Kolumne Die Furcht vor dem Modejahr 2019

Julia Wagner

11.1.2019

Bauchfrei, rosa – in den 90ern durchaus beliebt: «Gut, ich war jung und brauchte den Look», gibt die Kolumnistin zu.
Bauchfrei, rosa – in den 90ern durchaus beliebt: «Gut, ich war jung und brauchte den Look», gibt die Kolumnistin zu.
PD

Die 90er Jahre modemässig? Dagegen waren die 80er ja bitteschön Avantgarde. Dass 2019 mit dem Fashion-Comeback der Nineties zu rechnen ist, fürchtet die Autorin dieser Kolumne.

Ich muss zugeben, dass ich mich ein bisschen vor 2019 fürchte, rein modisch gesehen natürlich. Der Grund dafür ist der aktuell so ziemlich wichtigste Mode-Trend: das Fashion-Comeback der Nineties. Denn jetzt mal ehrlich, das Beste an den 90er Jahren ist doch, dass sie vorbei sind.



Rückblickend war diese Dekade modisch doch etwas zweifelhaft. Wer meint, die 80er seien schlimm gewesen, der hat wohl die 90er komplett verschlafen. Zur Erinnerung: Wir haben damals Radlerhosen getragen (wie Milli Vanilli), Buffalos (wie die Spice Girls), Tops in Kuhfell-Optik (wie Sängerin Blümchen), Spike-Frisuren (wie Björk), kitschig-opulente Versace-Prints (wie die damals aktuellen Supermodels), Mom-Jeans (wie Brenda Walsh in Beverly Hills 90210), bauchfrei (wie Gwen Stefani) oder auch mal schwarze Vinylhosen zu grünen Westen, die wie Kunstrasen aussahen (wie eigentlich jeder, der damals bei einem Rave war).

Dagegen waren die 80er ja bitteschön Avantgarde.

Ich, damals schon ganz die echte Fashionista, sah folgendermassen aus: Rosa T-Shirt, natürlich bauchfrei, auf dem »Johnson’s Baby Power« stand, kombiniert mit einem silbernen Minirock in A-Linien-Form, dazu abwechselnd Plateau-Sneaker oder Plateau-Pumps, die jenen von Minnie Mouse nicht ganz unähnlich waren. Rückblickend nicht gerade eine Sternstunde der Eleganz.

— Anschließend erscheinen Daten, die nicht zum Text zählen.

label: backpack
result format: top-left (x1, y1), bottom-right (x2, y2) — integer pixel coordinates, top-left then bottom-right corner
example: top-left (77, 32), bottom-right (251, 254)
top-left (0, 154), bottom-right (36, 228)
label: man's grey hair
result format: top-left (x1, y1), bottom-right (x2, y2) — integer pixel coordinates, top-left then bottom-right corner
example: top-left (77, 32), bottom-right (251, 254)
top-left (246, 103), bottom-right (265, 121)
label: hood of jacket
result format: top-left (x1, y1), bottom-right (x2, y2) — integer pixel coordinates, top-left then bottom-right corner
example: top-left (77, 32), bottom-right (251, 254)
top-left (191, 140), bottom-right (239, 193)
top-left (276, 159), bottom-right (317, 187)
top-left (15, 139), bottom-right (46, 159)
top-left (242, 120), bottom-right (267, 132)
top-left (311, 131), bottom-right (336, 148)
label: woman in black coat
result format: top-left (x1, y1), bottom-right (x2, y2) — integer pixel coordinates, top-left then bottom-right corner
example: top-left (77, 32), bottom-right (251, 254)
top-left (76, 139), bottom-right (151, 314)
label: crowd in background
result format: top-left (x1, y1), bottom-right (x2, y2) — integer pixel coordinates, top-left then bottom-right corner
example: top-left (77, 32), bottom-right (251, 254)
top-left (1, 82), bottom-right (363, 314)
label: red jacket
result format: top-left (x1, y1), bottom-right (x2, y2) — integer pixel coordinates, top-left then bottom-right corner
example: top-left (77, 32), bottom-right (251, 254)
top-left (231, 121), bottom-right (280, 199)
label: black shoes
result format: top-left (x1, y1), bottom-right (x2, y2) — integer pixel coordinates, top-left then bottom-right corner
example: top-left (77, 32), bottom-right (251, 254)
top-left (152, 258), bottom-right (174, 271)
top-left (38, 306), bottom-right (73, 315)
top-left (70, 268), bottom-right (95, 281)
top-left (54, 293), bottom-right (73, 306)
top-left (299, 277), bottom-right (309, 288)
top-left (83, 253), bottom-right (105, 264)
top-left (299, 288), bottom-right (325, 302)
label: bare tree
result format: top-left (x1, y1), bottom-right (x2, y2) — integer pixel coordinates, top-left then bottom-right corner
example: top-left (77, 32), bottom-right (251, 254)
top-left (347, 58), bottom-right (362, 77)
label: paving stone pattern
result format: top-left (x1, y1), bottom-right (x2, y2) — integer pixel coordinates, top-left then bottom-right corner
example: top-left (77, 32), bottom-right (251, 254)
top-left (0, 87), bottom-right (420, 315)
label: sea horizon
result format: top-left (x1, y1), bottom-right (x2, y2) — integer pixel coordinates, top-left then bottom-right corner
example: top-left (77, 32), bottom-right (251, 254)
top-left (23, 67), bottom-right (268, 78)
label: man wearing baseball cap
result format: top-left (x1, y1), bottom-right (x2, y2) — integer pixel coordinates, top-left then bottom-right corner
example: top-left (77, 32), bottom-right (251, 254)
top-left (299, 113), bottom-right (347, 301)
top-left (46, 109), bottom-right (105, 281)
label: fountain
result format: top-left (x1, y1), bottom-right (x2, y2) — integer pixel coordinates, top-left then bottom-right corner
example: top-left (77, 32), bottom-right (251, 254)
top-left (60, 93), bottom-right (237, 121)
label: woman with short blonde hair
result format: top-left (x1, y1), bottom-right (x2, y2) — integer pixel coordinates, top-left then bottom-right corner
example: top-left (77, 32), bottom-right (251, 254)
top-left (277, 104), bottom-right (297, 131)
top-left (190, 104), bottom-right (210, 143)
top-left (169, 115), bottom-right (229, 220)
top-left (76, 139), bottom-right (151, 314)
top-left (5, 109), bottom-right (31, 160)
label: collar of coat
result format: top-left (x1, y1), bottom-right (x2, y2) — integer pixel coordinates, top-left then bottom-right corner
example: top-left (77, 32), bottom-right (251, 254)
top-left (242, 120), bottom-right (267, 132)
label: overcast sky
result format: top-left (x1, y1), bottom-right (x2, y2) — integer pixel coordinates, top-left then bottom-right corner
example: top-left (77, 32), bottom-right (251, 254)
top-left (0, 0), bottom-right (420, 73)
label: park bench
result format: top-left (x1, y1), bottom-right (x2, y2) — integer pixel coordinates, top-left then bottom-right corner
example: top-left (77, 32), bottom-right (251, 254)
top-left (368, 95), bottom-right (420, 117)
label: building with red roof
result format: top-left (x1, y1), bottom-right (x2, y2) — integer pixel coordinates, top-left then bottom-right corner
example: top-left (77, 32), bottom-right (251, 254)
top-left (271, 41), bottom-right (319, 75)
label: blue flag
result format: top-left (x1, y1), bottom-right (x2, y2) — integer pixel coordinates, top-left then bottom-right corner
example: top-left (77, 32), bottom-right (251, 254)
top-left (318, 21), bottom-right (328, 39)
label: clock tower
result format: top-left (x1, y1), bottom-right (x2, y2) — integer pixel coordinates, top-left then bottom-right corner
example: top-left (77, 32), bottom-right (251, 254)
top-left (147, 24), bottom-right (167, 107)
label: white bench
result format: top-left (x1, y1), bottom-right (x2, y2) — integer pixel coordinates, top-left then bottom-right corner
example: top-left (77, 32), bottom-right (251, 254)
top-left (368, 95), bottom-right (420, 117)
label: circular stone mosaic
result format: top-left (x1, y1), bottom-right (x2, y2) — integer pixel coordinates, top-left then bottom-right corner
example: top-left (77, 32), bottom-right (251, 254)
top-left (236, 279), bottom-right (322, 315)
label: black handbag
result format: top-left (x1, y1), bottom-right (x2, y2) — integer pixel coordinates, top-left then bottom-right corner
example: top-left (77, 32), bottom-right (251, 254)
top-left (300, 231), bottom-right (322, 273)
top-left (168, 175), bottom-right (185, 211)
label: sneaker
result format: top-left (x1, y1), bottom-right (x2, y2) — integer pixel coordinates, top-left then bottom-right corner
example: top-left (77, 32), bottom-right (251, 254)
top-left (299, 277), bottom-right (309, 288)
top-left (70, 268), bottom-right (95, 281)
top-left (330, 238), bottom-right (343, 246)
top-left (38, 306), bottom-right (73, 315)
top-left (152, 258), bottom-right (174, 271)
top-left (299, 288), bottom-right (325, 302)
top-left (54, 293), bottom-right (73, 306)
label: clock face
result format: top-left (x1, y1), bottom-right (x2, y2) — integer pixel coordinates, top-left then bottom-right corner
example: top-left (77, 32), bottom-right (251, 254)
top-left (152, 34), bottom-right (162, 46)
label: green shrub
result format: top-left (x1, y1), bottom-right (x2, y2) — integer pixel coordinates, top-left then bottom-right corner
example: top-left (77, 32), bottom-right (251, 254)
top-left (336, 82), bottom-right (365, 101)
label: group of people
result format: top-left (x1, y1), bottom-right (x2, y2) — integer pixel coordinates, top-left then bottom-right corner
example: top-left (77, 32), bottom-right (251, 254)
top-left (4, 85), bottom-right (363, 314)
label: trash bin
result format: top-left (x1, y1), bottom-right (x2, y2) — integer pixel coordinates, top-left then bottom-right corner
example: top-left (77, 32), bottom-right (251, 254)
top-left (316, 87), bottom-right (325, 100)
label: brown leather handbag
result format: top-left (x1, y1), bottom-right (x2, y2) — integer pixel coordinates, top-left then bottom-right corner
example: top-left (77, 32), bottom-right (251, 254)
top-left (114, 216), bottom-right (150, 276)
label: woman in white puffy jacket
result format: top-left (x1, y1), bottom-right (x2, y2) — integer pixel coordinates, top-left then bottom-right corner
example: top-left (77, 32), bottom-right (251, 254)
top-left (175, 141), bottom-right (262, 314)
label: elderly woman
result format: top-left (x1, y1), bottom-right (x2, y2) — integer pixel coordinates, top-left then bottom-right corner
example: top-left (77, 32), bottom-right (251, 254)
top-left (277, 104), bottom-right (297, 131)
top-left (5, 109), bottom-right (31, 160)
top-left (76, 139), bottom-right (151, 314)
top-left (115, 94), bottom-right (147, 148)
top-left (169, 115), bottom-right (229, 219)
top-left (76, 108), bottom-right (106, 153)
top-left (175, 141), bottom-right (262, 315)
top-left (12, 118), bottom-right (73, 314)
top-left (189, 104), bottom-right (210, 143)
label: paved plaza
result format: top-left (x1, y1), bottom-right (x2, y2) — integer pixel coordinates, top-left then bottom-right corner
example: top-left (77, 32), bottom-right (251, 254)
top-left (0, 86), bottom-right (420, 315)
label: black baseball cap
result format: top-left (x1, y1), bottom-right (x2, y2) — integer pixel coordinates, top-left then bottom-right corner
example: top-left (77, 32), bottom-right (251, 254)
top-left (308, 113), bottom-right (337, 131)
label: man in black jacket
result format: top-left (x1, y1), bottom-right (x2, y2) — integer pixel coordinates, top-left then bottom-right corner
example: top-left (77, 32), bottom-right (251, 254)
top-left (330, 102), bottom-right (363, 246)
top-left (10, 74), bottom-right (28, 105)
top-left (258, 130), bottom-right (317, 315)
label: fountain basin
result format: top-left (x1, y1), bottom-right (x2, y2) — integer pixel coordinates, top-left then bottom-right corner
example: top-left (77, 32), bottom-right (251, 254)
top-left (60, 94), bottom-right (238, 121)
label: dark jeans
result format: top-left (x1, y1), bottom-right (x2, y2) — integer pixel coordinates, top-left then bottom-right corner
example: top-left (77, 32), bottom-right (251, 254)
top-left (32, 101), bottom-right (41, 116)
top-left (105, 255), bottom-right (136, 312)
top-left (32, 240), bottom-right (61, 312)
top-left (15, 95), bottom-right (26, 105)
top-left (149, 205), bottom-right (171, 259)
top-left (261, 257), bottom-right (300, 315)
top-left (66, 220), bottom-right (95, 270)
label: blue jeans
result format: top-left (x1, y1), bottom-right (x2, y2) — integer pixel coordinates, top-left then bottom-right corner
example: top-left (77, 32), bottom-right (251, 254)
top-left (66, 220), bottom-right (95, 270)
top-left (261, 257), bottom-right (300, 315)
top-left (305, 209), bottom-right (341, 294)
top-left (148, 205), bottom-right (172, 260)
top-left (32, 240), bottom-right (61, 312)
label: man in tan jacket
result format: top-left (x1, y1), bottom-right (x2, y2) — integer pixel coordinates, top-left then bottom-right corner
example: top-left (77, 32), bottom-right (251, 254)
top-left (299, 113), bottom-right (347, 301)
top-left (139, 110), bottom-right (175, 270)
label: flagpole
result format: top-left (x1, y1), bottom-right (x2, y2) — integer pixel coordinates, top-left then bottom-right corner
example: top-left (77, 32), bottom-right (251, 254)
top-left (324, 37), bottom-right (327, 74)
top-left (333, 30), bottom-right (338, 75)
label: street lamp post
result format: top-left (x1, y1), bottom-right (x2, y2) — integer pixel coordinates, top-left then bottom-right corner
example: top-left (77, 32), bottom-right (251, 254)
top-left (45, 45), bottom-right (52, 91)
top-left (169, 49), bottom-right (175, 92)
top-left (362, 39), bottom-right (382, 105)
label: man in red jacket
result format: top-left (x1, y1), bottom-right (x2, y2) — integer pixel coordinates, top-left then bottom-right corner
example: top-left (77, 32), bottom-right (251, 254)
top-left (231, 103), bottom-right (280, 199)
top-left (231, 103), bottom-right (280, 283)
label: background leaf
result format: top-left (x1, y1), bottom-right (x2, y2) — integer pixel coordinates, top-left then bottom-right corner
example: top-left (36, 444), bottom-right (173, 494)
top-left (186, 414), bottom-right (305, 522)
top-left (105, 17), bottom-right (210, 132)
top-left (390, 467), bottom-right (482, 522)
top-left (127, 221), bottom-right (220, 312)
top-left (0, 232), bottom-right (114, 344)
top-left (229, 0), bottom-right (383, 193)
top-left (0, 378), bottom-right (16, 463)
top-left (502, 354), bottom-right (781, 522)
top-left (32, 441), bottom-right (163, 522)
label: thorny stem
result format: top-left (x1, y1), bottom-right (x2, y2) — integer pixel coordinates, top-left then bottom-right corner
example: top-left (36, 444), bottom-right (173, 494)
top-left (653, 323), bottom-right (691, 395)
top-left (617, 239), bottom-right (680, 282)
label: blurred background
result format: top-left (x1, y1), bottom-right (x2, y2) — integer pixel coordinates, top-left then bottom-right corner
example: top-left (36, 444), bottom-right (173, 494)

Gut, ich war jung und brauchte den Look. Die Frage ist nun, brauche ich ihn heute auch noch? Als Fashion-Victim muss man da abwägen. Einerseits bin ich zu alt, um die Mode von damals zu wiederholen. Andererseits bin ich aber zu jung, um mein Dasein in Blazer und Perlenohrringen zu fristen.

Was also tun?

Ich ziehe im Moment ernsthaft in Erwägung, mein nächstes Meeting in Buffalos zu bestreiten. Einfach aus Prinzip. Professionelles Auftreten und der Sinn für Mode sollten sich ja bitte nicht ausschliessen. Warum sollte man nicht seriös über Daten-Analysen diskutieren können, nur weil das Schuhwerk untenrum etwas üppiger ausfällt?



Ich schätze aber mal, dass es demnächst sowieso einen Ausweg aus meinem Dilemma gibt. Trends kommen und gehen heute so schnell, da ist der Hype wohl schon wieder vorbei, bis ich meine verstaubten Buffalos auf dem Dachboden gefunden habe.

An jedem Freitagmorgen gibt es hier eine Autoren-Kolumne – abwechselnd zu den Themen Mode, Digitales Leben, Essen und Muttersein. Heute: Mode.

Julia Wagner besuchte als Chefredaktorin von miss und später als Leiterin von Stylebook.de alle wichtigen Fashionweeks dieser Welt. Jetzt pendelt sie als Freelancerin ständig zwischen Berlin, Zürich und Wien – und trägt fast nur noch Hipster-Look: Sneaker, Jeans & Rucksack. Das liegt vor allem daran, dass die Haute Couture nicht ins Handgepäck passt.